Academy Award-winning actor Karl Malden dies 97

Karl Malden, the Academy Award-winning actor, Wednesday died 97 of natural causes at his Brentwood home in Los Angeles.

Malden was born Mladen Sekulovich in Chicago on March 22, 1912. His intelligent characterizations on stage, screen and television made him a star.

"A Streetcar Named Desire" opened on Broadway in 1947 and went on to win the Pulitzer Prize and New York Drama Critics Circle awards.

In 1951 Malden won a supporting actor Oscar for his role as Blanche DuBois' naive suitor Mitch in "A Streetcar Named Desire" a role he also played on Broadway.


He was nominated again as best supporting actor in 1954 for his performance in "On the Waterfront." In both movies, he costarred with Marlon Brando.


Malden gained perhaps his greatest fame as Lt. Mike Stone in the 1970s television show "The Streets of San Francisco," in which Michael Douglas played the veteran detective's junior partner.

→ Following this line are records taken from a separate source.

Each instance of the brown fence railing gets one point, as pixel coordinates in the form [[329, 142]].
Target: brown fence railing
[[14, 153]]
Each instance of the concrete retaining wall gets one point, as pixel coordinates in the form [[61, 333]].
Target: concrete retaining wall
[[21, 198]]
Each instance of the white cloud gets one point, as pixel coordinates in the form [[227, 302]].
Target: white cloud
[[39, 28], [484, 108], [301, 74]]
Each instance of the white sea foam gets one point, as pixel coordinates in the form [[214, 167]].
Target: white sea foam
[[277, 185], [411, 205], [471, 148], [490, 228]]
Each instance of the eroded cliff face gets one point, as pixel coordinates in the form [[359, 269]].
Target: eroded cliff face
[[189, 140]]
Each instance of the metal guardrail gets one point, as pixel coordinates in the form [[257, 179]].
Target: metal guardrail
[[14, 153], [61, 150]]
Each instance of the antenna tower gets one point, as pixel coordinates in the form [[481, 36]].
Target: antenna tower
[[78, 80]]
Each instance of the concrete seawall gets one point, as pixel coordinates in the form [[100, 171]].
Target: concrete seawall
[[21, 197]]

"The Streets of San Francisco" earned him five Emmy nominations. He won one for his role as a murder victim's father out to bring his former son-in-law to justice in the 1985 miniseries "Fatal Vision."


In 2004, Malden received the Screen Actors Guild's Lifetime Achievement Award, telling the group in his acceptance speech that "this is the peak for me."    

He served as the president of Academy of Motion Picture Arts & Sciences from 1989-92. "His career has spanned the spectrum of the arts from theater to film and television, to some very famous commercial work," the Academy president Sid Ganis said.